Despite the concerns over vaccine mandates, Randel is encouraged by the federal government’s support of the cold chain during the pandemic. Early on, federal officials focused on fortifying the nation’s food supply chain.
“In the past, we were largely operating under the radar, and that’s because the food supply chain was strong. It was very efficient and effective, and people didn’t think about it. The pandemic really put a spotlight on the supply chain, and I think that’s a good thing. Now we’ve got policymakers thinking about how we harden the supply chain for the future,” said Randel.
Part of the effort to harden the supply chain includes a U.S. Department of Agriculture (USDA) review. Randel said $4 billion was allocated to the department, and GCCA members are anxiously waiting to learn how the USDA will utilize those dollars.
“It’s a matter of putting together the details on how they are actually going to implement programs,” said Randel.
While the industry awaits more federal support, Randel believes consumers will have to deal with elevated prices for the foreseeable future, especially for food. Fortunately, disruptions in the cold chain are unlikely to cause prices to spike any time soon, Randel explained.
“There is a lag between our increased costs and any cost recovery from our members’ customers,” said Randel. “In many cases, they’re in longer-term contracts for services, and it won’t be until that contract is up when they would recalculate what the terms would be. In many cases, our members have been operating with many increased costs that they haven’t always been able to recover by altering their pricing structure. Where we are in the supply in the chain and the fact that we don’t own and sell the product… we can’t really pass that cost along in the same way that a manufacturer of a food product can.”

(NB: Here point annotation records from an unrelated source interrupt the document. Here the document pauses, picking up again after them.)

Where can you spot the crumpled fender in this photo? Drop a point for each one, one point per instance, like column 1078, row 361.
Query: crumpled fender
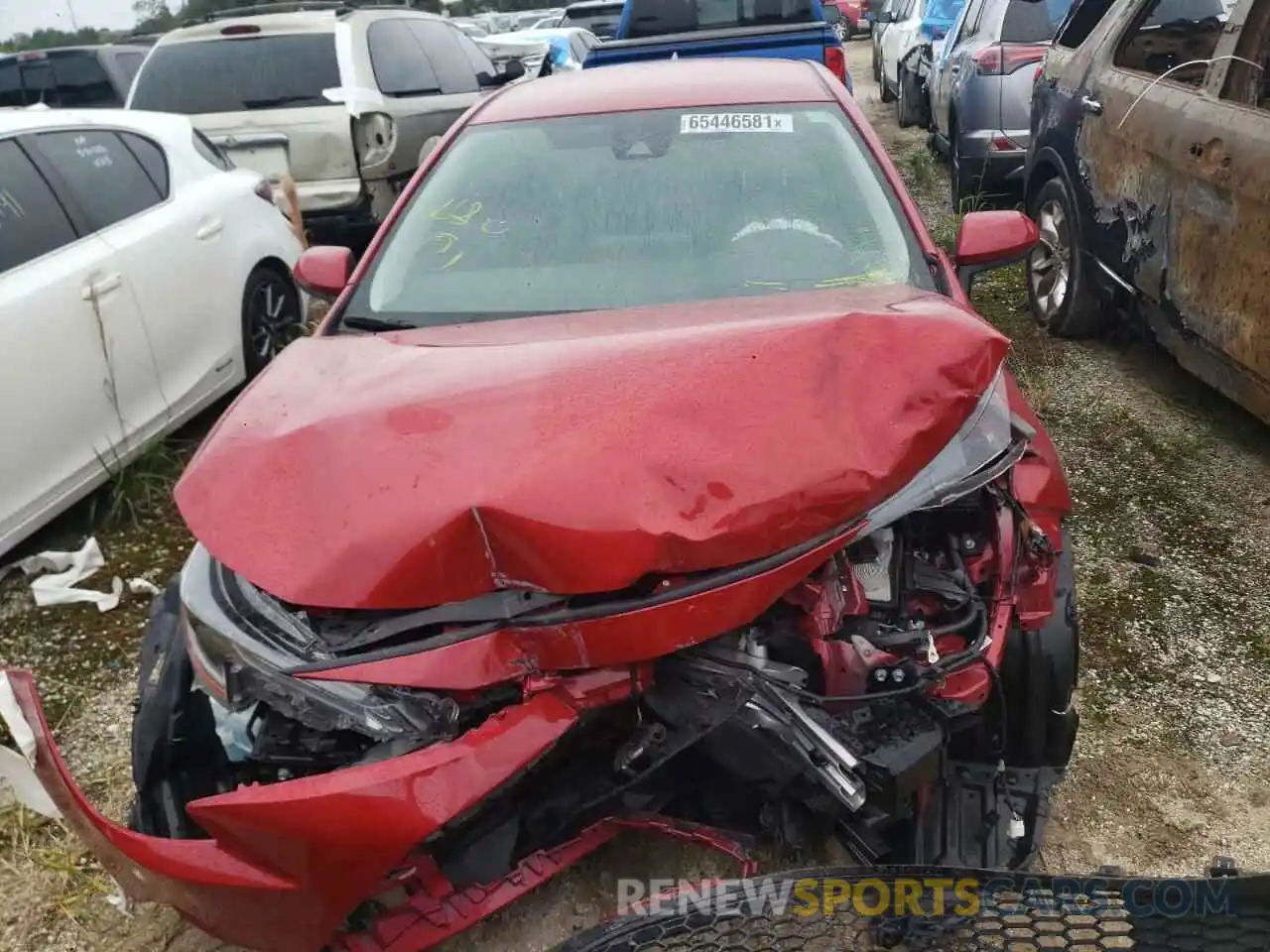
column 287, row 862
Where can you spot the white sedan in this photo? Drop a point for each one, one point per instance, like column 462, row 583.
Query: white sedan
column 143, row 277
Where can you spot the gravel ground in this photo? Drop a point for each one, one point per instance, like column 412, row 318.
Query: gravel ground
column 1173, row 534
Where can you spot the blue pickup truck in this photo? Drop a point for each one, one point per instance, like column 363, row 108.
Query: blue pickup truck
column 786, row 30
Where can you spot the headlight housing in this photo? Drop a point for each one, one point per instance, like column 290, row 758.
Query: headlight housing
column 241, row 644
column 984, row 447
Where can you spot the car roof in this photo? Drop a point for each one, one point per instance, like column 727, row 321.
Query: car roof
column 16, row 122
column 659, row 85
column 91, row 50
column 268, row 23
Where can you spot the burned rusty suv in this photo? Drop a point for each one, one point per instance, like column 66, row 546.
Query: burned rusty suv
column 1147, row 177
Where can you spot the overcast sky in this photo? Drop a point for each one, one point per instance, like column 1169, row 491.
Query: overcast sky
column 27, row 16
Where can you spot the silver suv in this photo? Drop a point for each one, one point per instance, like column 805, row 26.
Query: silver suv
column 340, row 100
column 980, row 90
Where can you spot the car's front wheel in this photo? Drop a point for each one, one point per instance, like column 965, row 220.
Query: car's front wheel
column 908, row 109
column 1061, row 296
column 272, row 316
column 887, row 95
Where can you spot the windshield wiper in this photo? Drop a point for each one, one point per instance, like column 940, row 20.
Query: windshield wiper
column 278, row 100
column 376, row 324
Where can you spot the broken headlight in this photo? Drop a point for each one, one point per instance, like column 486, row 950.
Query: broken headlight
column 984, row 447
column 241, row 643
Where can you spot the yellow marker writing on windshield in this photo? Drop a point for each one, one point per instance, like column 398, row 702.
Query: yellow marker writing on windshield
column 458, row 211
column 852, row 280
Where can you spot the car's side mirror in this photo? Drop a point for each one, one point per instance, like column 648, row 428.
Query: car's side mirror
column 988, row 240
column 322, row 271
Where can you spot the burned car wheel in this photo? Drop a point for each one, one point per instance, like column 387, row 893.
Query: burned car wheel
column 1058, row 291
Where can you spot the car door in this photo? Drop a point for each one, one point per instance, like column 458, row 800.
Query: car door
column 951, row 63
column 1143, row 86
column 1219, row 213
column 116, row 199
column 64, row 377
column 177, row 250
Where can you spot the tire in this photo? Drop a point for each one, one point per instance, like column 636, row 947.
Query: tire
column 271, row 316
column 908, row 108
column 1060, row 293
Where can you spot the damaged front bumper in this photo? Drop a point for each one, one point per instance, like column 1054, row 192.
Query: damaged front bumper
column 287, row 864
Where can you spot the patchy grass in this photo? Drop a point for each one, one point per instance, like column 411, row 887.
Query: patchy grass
column 141, row 489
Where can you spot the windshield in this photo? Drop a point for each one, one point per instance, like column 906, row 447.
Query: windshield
column 234, row 75
column 651, row 18
column 599, row 21
column 640, row 208
column 60, row 77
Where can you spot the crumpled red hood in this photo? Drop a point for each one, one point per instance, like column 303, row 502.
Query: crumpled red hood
column 578, row 453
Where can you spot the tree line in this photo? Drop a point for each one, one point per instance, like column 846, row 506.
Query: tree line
column 158, row 17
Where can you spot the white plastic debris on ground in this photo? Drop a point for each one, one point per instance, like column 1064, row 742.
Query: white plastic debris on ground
column 58, row 574
column 17, row 774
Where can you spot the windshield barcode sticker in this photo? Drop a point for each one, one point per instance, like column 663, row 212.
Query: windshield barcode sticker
column 735, row 122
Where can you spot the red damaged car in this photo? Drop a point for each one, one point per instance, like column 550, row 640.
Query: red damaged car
column 652, row 470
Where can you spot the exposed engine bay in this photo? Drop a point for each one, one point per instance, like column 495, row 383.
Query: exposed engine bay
column 824, row 717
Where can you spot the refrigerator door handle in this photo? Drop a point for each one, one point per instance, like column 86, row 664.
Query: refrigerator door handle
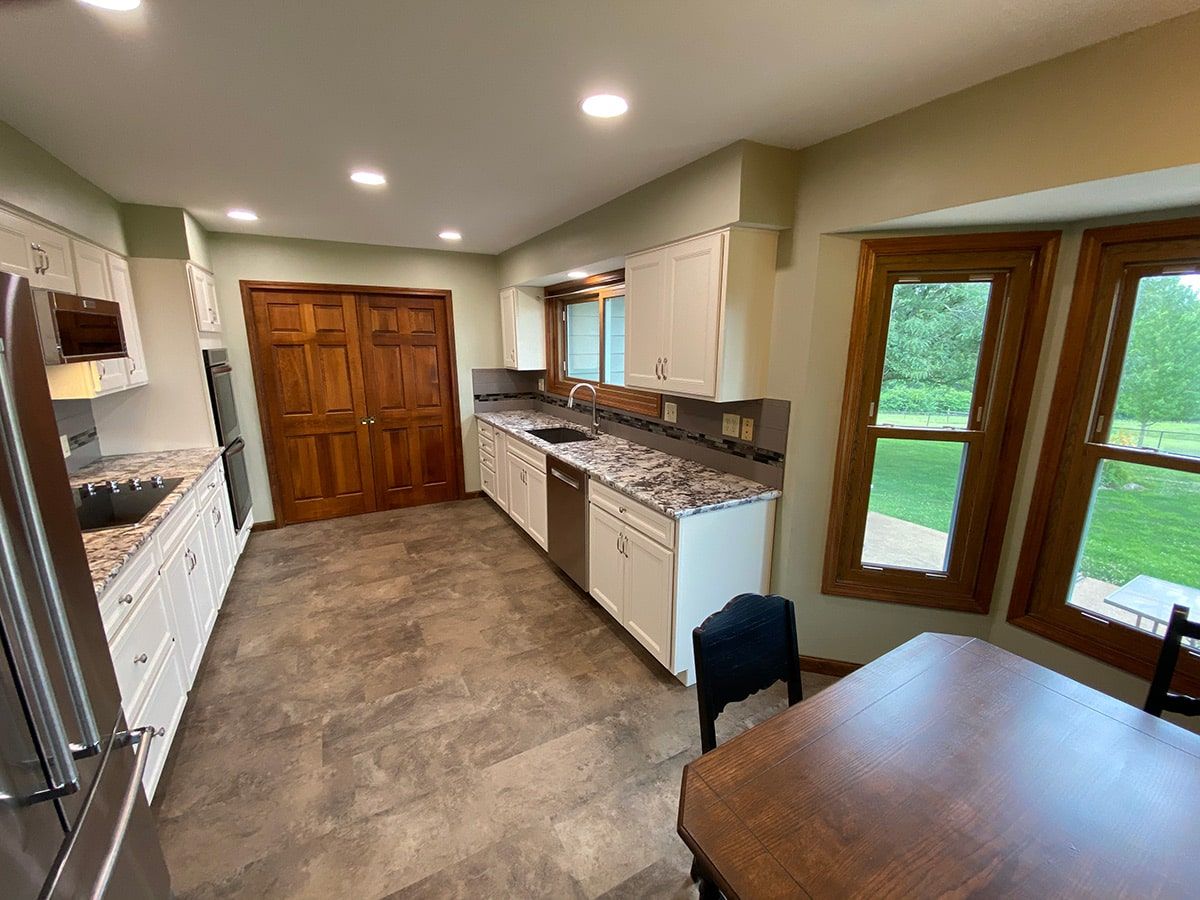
column 64, row 777
column 41, row 546
column 143, row 738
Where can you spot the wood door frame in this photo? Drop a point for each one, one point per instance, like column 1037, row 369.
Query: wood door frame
column 249, row 287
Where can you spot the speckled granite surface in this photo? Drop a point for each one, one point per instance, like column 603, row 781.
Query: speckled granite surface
column 669, row 484
column 109, row 550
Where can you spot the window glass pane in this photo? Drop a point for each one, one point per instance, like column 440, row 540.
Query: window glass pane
column 935, row 333
column 615, row 340
column 1139, row 550
column 1158, row 400
column 583, row 341
column 915, row 495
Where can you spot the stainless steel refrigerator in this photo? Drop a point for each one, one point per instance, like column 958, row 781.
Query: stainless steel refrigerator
column 73, row 820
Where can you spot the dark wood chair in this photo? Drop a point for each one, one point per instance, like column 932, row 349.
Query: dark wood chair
column 1161, row 697
column 741, row 649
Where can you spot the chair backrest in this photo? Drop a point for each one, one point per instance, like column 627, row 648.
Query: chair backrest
column 1161, row 697
column 741, row 649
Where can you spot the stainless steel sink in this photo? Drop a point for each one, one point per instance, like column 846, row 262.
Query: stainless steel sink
column 559, row 435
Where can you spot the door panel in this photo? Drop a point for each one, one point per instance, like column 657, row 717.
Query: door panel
column 315, row 400
column 693, row 282
column 406, row 353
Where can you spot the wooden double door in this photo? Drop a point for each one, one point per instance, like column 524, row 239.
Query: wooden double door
column 358, row 397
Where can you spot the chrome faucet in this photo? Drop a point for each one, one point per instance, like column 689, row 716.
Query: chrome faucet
column 570, row 405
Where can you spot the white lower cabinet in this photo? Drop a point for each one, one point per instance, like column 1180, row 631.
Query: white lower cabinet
column 161, row 607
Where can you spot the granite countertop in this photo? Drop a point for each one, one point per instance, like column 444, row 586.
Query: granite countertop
column 672, row 485
column 111, row 549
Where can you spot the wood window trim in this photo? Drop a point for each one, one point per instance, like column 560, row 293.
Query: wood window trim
column 249, row 287
column 557, row 297
column 1085, row 385
column 1029, row 258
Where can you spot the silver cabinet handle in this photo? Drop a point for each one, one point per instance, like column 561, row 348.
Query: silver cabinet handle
column 52, row 591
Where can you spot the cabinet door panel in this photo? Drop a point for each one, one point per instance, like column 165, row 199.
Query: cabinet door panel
column 537, row 525
column 606, row 565
column 123, row 293
column 645, row 317
column 519, row 491
column 91, row 271
column 693, row 286
column 649, row 579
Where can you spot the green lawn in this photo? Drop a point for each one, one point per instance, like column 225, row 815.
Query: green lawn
column 1149, row 529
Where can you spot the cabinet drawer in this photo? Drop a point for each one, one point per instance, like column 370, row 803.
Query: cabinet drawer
column 141, row 645
column 487, row 477
column 649, row 522
column 177, row 523
column 127, row 589
column 162, row 709
column 527, row 454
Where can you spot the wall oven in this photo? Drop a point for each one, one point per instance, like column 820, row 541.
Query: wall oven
column 78, row 329
column 225, row 414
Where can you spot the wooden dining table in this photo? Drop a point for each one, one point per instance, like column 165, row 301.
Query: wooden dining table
column 949, row 767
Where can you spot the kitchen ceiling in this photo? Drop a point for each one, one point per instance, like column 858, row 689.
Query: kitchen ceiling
column 471, row 109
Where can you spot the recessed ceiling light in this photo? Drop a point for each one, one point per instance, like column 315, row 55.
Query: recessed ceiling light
column 114, row 5
column 365, row 177
column 604, row 106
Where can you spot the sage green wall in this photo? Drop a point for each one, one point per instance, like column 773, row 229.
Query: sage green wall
column 742, row 183
column 473, row 280
column 1045, row 126
column 39, row 184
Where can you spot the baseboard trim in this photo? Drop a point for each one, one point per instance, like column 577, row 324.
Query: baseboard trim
column 835, row 667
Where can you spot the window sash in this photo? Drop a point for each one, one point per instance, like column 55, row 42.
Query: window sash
column 1113, row 261
column 1019, row 268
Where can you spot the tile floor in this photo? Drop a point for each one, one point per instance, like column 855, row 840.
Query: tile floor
column 415, row 705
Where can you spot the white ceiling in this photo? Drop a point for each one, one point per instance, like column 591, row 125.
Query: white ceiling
column 472, row 107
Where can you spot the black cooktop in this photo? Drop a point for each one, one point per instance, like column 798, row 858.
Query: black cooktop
column 113, row 504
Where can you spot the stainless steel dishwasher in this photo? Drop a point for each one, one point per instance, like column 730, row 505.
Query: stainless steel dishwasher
column 567, row 510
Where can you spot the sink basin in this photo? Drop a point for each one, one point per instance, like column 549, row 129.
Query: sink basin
column 561, row 436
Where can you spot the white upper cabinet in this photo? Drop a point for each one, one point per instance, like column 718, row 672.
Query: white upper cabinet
column 699, row 316
column 123, row 293
column 91, row 271
column 523, row 329
column 204, row 299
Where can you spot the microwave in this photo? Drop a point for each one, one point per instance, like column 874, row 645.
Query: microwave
column 78, row 329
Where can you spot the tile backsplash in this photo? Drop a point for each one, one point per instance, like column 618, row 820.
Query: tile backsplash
column 695, row 435
column 75, row 419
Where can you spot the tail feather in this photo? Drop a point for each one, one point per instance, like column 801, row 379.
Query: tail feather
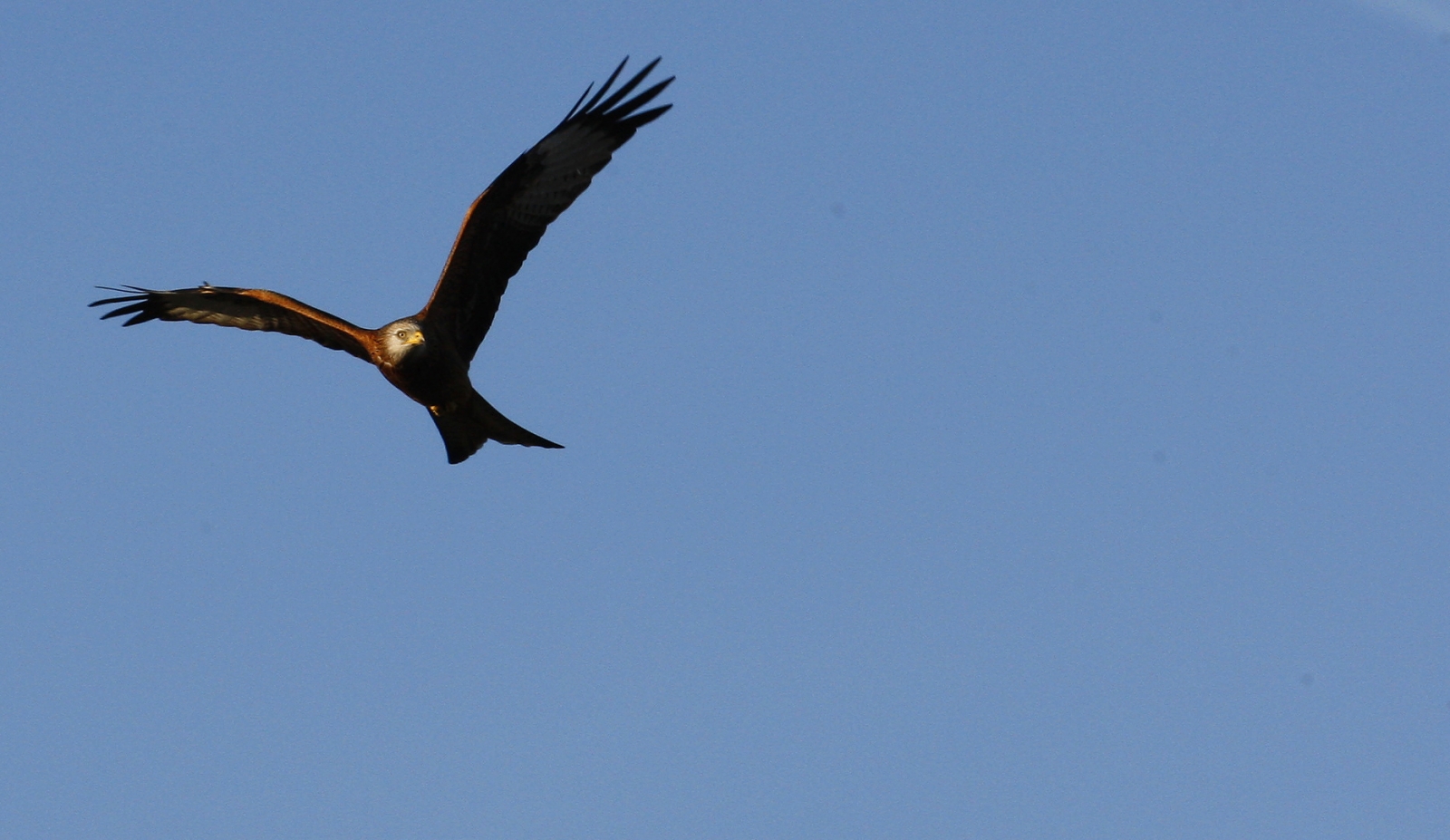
column 469, row 425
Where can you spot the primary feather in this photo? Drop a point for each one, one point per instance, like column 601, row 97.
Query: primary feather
column 427, row 356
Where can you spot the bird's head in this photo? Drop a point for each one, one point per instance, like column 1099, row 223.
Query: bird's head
column 402, row 337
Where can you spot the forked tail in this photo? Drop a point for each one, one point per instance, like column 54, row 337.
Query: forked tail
column 469, row 425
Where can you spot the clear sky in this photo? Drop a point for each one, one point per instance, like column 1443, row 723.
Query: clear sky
column 983, row 421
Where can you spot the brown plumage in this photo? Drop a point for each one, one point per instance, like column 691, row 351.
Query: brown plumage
column 427, row 356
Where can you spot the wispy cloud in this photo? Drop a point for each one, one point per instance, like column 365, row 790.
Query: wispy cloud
column 1428, row 14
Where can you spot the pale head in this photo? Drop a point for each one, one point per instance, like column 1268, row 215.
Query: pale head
column 402, row 337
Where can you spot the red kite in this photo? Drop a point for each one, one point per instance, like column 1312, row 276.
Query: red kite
column 427, row 356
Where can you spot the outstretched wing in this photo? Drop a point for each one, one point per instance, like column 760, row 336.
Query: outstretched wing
column 508, row 219
column 241, row 308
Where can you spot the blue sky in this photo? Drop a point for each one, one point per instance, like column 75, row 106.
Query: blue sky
column 983, row 421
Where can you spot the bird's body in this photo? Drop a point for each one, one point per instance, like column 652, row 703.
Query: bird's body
column 428, row 354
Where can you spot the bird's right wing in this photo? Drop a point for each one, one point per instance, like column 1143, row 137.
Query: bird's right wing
column 244, row 309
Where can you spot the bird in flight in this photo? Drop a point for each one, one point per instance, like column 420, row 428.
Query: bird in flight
column 427, row 356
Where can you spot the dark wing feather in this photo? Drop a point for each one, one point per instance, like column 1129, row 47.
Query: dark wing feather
column 508, row 219
column 241, row 308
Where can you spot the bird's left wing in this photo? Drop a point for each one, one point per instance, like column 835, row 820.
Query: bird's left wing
column 508, row 219
column 241, row 308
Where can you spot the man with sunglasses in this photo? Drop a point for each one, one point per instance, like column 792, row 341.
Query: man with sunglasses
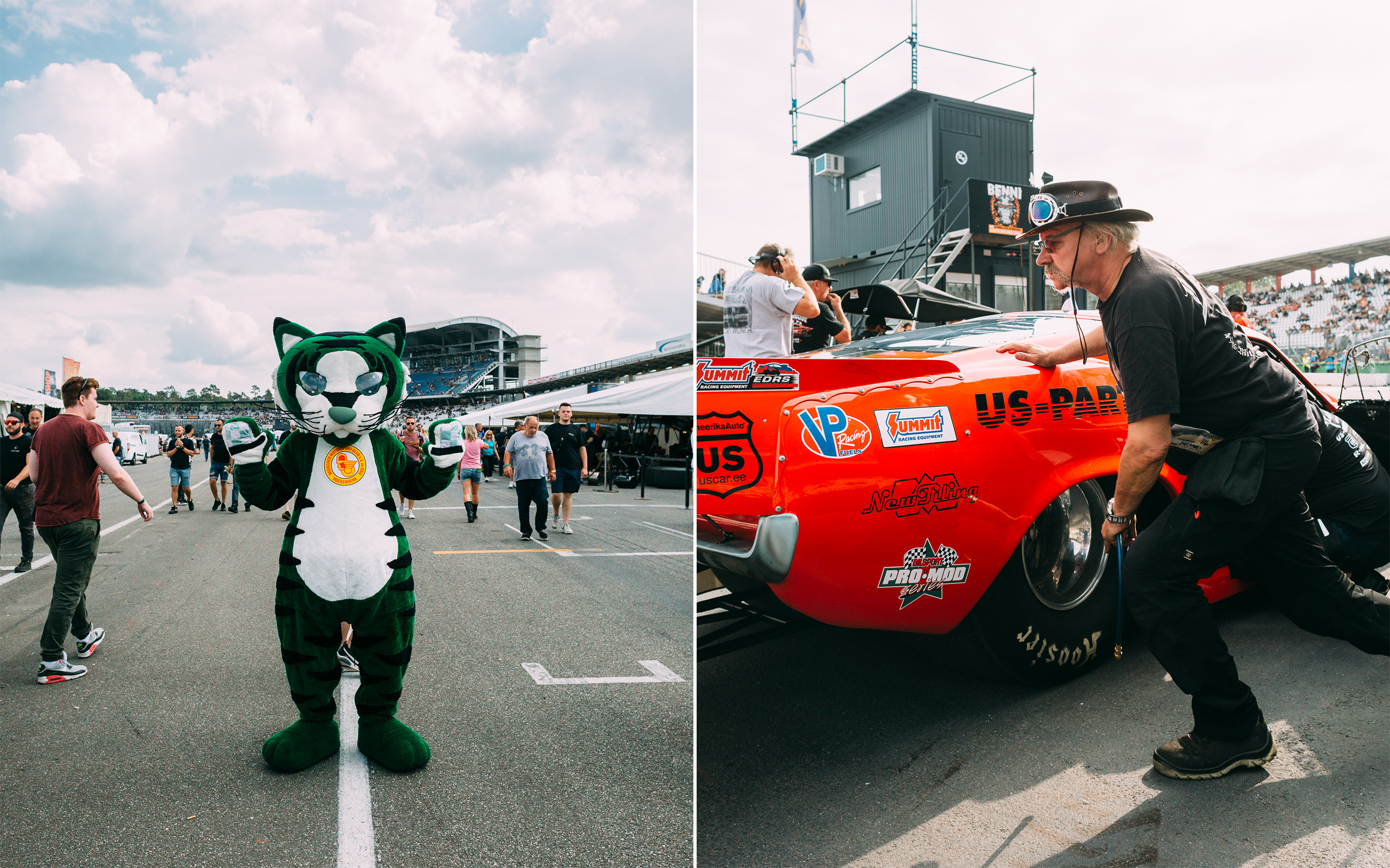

Overall, despite the enormous challenges brought on by the pandemic, Randel said cold chain operators are optimistic about recovery. The impact from the pandemic could have been a lot worse, and the crisis demonstrated the strength and agility of the supply chain system.
“I’m hopeful that some of these government initiatives and task forces and working with our members will help mitigate some of those challenges. I think there will always be the potential for case-by-case challenges, but the underlying system is strong and will get stronger,” said Randel.